Montag, 15. Juni 2020

1881 Meine Nase vor und wieder zurück


Ich blicke auf die Bäume, deren Duft ich mag und die ich schön finde, deren Namen ich jedoch nicht ausstehen kann. Mir kommt vor, ihr Name macht sie herunter und das wirkt auf mich.
Jetzt läßt sie der Wind des Wetterumschwungs im Hof da vorm Fenster tanzen: Wild durcheinander wirbeln Äste und Zweige, manchmal beinah wie in wiegendem Reigen. Die Sonne beleuchtet sie jetzt.
Ich gebe die Hemden, die mir zum Trocknen die volle Sicht verhängen, weg.
Jetzt drückt es die Kronen gegen die Hauswand. Sogar die Weide kommt mit ihren Spitzen hinter dem Dach hervor.
Konter-kariert (sic!) wird das dramatische und ehrfurchtgebietende Geschehen durch das gerasterte Gedudel des Radios unten, das den fleißigen Köcherinnen die Welt und die Küche ordnet (Was nicht unbedingt schlecht ist, bevor ich  mich in unsäglichem Pathos verliere).
Auf das Wort „Oma“, das von unten heraufdringt, fallen mir meine Großmutter und Großtante mütterlichseits ein, die sich vor Bergen fürchteten und den Anblick des Grimming kaum ertrugen, worauf das Schauspiel draußen im Hof, das weder mir gehört, noch ein Schauspiel ist, zu der wildesten Szene bisher anhebt.

Die Augen wollen mir zufallen und beginnen zu brennen und tränen. Der Wind pfeift im ungenutzten Kamin in der Wand hinter mir.

Warum verwende ich einen grünen Stift, wo ich diese Farbe fürs Schreiben nicht so mag? Meine schlanke Lesebrille: ziemlich verdreckt.

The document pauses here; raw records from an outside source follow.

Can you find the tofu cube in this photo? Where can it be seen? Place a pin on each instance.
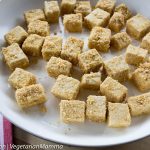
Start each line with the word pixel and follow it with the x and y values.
pixel 30 96
pixel 100 39
pixel 52 11
pixel 83 7
pixel 71 49
pixel 73 22
pixel 138 26
pixel 118 115
pixel 91 81
pixel 72 111
pixel 15 57
pixel 123 9
pixel 21 78
pixel 96 108
pixel 141 77
pixel 67 6
pixel 33 45
pixel 146 42
pixel 135 55
pixel 107 5
pixel 120 41
pixel 97 17
pixel 90 61
pixel 117 68
pixel 39 27
pixel 116 22
pixel 139 105
pixel 16 35
pixel 66 87
pixel 113 90
pixel 52 47
pixel 57 66
pixel 35 14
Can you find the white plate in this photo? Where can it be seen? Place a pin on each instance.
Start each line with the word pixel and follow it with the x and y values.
pixel 47 125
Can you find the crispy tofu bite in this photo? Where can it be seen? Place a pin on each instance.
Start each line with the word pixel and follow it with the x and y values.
pixel 33 45
pixel 141 77
pixel 96 108
pixel 71 49
pixel 72 111
pixel 118 115
pixel 52 11
pixel 116 22
pixel 90 61
pixel 138 26
pixel 83 7
pixel 66 87
pixel 135 55
pixel 16 35
pixel 35 14
pixel 120 41
pixel 57 66
pixel 52 47
pixel 21 78
pixel 117 68
pixel 15 57
pixel 146 42
pixel 123 9
pixel 97 17
pixel 30 96
pixel 113 90
pixel 139 105
pixel 73 22
pixel 67 6
pixel 100 39
pixel 107 5
pixel 39 27
pixel 91 81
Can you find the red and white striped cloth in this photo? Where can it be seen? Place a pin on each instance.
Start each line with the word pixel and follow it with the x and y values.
pixel 5 132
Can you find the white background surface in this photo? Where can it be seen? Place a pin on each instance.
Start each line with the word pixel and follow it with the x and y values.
pixel 48 125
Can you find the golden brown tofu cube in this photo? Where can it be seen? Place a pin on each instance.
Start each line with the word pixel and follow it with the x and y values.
pixel 39 27
pixel 21 78
pixel 67 6
pixel 52 11
pixel 30 96
pixel 117 68
pixel 35 14
pixel 107 5
pixel 138 26
pixel 16 35
pixel 33 45
pixel 52 47
pixel 66 87
pixel 141 77
pixel 113 90
pixel 91 81
pixel 73 22
pixel 72 111
pixel 71 49
pixel 135 55
pixel 139 105
pixel 15 57
pixel 90 61
pixel 96 108
pixel 99 39
pixel 97 17
pixel 118 115
pixel 57 66
pixel 120 41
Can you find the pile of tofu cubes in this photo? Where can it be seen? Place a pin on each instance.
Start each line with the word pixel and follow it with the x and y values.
pixel 105 23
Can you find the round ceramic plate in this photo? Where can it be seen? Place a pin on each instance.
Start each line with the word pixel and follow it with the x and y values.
pixel 47 125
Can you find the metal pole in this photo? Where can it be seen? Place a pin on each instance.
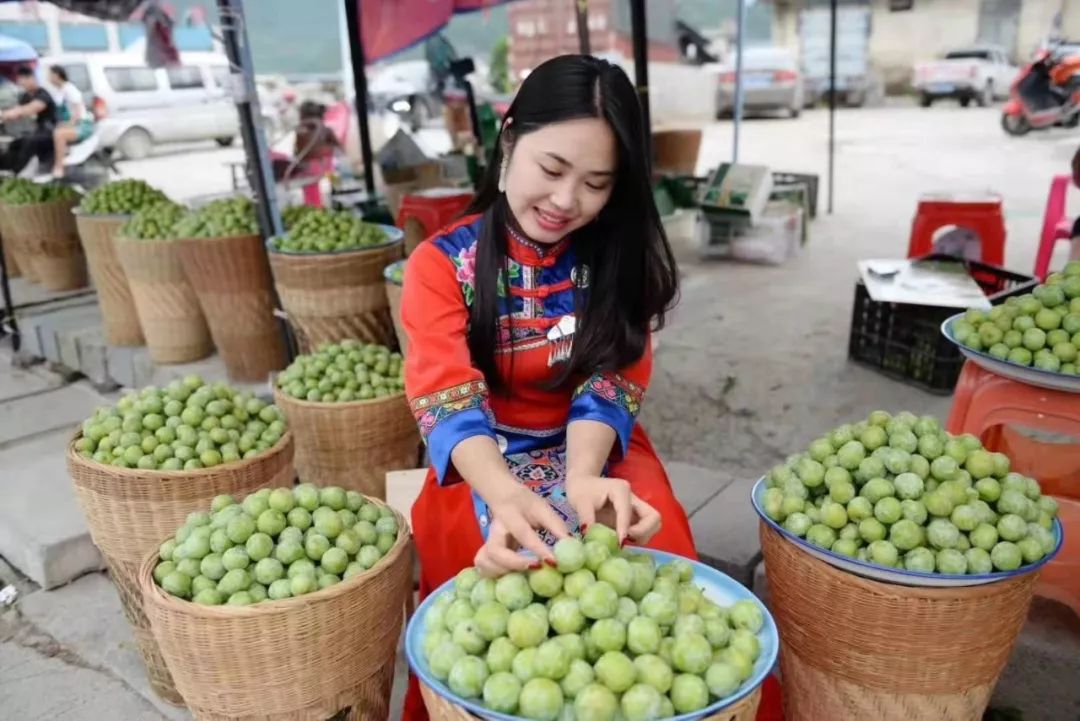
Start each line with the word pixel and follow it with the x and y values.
pixel 740 32
pixel 8 317
pixel 582 11
pixel 637 21
pixel 360 80
pixel 239 51
pixel 832 98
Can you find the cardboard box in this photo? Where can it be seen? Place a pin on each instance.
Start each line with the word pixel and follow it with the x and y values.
pixel 740 190
pixel 775 236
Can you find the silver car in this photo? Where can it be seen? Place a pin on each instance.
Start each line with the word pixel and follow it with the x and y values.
pixel 771 81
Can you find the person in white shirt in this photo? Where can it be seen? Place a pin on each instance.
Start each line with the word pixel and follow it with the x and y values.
pixel 76 122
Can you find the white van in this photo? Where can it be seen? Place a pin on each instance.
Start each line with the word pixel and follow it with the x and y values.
pixel 138 107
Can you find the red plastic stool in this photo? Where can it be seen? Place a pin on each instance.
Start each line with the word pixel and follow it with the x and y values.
pixel 424 212
pixel 1055 226
pixel 977 213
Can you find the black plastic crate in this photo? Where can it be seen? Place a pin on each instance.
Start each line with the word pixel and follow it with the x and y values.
pixel 904 341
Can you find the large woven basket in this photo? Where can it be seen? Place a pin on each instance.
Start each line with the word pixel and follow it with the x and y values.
pixel 13 250
pixel 352 445
pixel 49 242
pixel 852 648
pixel 331 297
pixel 441 708
pixel 325 655
pixel 129 513
pixel 167 307
pixel 234 288
pixel 98 234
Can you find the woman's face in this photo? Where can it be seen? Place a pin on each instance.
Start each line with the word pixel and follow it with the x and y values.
pixel 561 176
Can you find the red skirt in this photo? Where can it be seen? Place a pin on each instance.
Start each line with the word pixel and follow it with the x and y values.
pixel 447 535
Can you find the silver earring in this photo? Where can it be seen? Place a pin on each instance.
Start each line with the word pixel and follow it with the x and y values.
pixel 502 175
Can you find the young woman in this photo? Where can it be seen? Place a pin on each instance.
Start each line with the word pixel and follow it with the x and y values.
pixel 76 122
pixel 529 339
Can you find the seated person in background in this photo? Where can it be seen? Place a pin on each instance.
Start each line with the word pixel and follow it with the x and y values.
pixel 37 104
pixel 76 121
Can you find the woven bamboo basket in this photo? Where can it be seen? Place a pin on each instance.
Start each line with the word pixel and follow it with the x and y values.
pixel 167 307
pixel 325 655
pixel 852 648
pixel 234 288
pixel 351 445
pixel 13 250
pixel 336 296
pixel 118 308
pixel 129 512
pixel 394 298
pixel 441 708
pixel 50 241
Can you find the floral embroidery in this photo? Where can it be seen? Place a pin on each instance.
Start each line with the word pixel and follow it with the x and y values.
pixel 431 409
pixel 466 262
pixel 543 472
pixel 613 389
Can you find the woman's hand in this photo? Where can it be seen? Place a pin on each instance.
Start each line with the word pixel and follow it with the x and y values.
pixel 515 518
pixel 610 501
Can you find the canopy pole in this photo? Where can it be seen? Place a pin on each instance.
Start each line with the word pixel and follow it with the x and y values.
pixel 738 111
pixel 239 52
pixel 642 70
pixel 582 11
pixel 832 99
pixel 360 81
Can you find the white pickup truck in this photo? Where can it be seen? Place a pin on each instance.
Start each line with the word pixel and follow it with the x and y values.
pixel 982 75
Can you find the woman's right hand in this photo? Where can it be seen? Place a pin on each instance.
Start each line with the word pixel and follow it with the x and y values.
pixel 515 519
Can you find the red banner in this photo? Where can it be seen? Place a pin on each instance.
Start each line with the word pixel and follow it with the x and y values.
pixel 393 25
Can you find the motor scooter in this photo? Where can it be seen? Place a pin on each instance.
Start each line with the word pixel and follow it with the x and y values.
pixel 1045 93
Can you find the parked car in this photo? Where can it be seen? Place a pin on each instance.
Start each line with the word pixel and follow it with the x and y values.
pixel 771 81
pixel 982 75
pixel 138 107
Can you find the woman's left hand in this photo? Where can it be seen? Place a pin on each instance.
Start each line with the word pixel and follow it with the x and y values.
pixel 610 501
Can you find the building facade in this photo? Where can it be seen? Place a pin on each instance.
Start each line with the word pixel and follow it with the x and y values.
pixel 903 32
pixel 541 29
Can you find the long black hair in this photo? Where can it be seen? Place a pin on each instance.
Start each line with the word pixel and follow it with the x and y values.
pixel 633 280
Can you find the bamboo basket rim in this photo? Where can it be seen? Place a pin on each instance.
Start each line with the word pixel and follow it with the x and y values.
pixel 152 593
pixel 386 272
pixel 100 216
pixel 73 202
pixel 396 235
pixel 76 457
pixel 314 405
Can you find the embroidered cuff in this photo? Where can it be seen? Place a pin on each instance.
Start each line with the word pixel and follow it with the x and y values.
pixel 448 417
pixel 608 398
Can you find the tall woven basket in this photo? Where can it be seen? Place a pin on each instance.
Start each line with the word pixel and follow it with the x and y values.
pixel 336 296
pixel 852 648
pixel 325 655
pixel 49 240
pixel 394 298
pixel 118 308
pixel 352 445
pixel 130 512
pixel 167 307
pixel 13 250
pixel 443 709
pixel 232 281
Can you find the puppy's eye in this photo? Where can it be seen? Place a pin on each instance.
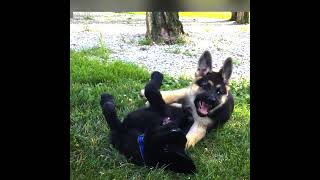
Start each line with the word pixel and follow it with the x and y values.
pixel 219 91
pixel 204 85
pixel 165 149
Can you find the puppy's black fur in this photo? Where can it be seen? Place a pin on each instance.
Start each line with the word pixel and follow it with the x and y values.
pixel 164 128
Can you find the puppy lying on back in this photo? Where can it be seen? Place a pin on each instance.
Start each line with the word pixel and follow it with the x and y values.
pixel 151 136
pixel 209 98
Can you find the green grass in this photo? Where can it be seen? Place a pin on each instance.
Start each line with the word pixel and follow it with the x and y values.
pixel 216 15
pixel 221 155
pixel 144 41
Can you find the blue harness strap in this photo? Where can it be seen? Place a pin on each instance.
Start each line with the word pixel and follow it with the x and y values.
pixel 141 145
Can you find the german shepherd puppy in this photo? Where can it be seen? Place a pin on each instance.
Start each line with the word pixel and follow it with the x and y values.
pixel 151 135
pixel 208 98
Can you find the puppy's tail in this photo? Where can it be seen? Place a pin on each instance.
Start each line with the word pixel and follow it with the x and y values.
pixel 107 104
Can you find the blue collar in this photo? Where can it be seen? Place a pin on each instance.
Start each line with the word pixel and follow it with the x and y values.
pixel 141 145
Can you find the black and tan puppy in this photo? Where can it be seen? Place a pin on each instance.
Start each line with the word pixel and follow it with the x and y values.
pixel 209 98
pixel 151 136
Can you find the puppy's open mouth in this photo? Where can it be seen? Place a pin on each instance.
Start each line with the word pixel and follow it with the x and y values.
pixel 203 108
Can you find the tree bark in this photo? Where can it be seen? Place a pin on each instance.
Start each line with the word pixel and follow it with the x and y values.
pixel 163 27
pixel 242 17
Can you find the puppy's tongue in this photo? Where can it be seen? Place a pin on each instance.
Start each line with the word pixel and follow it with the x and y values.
pixel 203 108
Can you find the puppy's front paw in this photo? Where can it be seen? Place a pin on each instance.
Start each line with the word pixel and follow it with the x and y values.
pixel 142 94
pixel 147 104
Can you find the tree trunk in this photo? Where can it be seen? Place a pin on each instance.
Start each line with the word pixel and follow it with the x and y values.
pixel 242 17
pixel 233 16
pixel 163 26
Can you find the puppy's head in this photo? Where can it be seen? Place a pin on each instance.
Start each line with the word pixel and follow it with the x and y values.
pixel 166 147
pixel 210 88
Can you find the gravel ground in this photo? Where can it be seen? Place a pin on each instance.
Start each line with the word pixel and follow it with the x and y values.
pixel 121 33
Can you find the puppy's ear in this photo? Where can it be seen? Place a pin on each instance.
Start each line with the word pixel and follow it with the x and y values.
pixel 204 64
pixel 226 70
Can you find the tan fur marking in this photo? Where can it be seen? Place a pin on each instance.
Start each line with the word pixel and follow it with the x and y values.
pixel 195 134
pixel 174 96
pixel 210 82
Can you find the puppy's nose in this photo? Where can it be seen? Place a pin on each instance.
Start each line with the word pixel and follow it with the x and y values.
pixel 212 99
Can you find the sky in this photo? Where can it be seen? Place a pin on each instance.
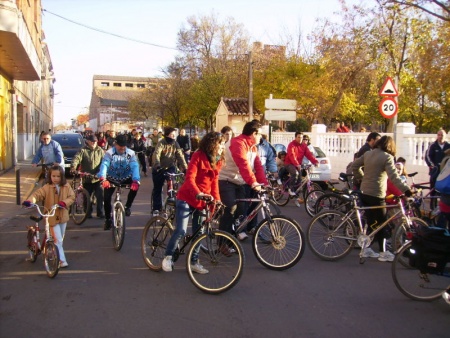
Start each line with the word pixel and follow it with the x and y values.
pixel 78 53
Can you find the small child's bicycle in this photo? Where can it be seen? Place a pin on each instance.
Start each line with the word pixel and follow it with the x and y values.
pixel 48 246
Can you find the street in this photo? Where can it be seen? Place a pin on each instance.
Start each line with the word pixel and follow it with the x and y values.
pixel 113 294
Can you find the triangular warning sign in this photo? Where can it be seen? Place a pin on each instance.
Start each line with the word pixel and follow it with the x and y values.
pixel 388 88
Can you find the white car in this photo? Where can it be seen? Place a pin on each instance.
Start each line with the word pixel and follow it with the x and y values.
pixel 322 173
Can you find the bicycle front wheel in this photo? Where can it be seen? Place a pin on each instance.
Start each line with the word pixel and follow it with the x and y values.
pixel 223 270
pixel 154 240
pixel 311 200
pixel 278 243
pixel 80 208
pixel 51 259
pixel 414 284
pixel 118 228
pixel 329 237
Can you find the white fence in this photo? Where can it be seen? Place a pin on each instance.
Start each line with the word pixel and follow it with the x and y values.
pixel 340 147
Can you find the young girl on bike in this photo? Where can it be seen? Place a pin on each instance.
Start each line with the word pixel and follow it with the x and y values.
pixel 201 180
pixel 56 191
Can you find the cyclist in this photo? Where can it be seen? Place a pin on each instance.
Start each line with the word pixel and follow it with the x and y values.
pixel 167 153
pixel 201 180
pixel 119 165
pixel 378 166
pixel 56 191
pixel 296 151
pixel 241 176
pixel 89 158
pixel 50 151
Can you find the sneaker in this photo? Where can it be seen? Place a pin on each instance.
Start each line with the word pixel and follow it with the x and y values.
pixel 242 236
pixel 386 256
pixel 446 296
pixel 197 267
pixel 167 264
pixel 292 193
pixel 369 253
pixel 107 225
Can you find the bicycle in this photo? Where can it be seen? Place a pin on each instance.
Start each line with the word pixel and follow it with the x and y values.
pixel 224 270
pixel 332 234
pixel 47 246
pixel 80 208
pixel 278 241
pixel 118 226
pixel 280 194
pixel 421 274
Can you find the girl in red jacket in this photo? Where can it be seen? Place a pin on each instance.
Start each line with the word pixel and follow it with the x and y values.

Die Augen fallen mir nun wirklich zu und mein Gesicht verschiebt seine Formen und rückt – ich sehe es mit dem inneren Auge – meine Nase vor und wieder zurück – wie eine Photographin das Objektiv ihrer Kamera.
Den Tanz der Bäume verfolge ich jetzt mit geschlossenen Augen.
Radio off.
Stille.
Schritte und das Abstellen eines Glases.
Jetzt steigt die zurückgehaltene Erhabenheit wieder auf. Der Wind pfeift beunruhigt im Kamin.

Nach einem kurzen sitzenden Schlaf öffne ich die Augen, und für einen Moment ist alles, was ich sehe, von grüner Farbe.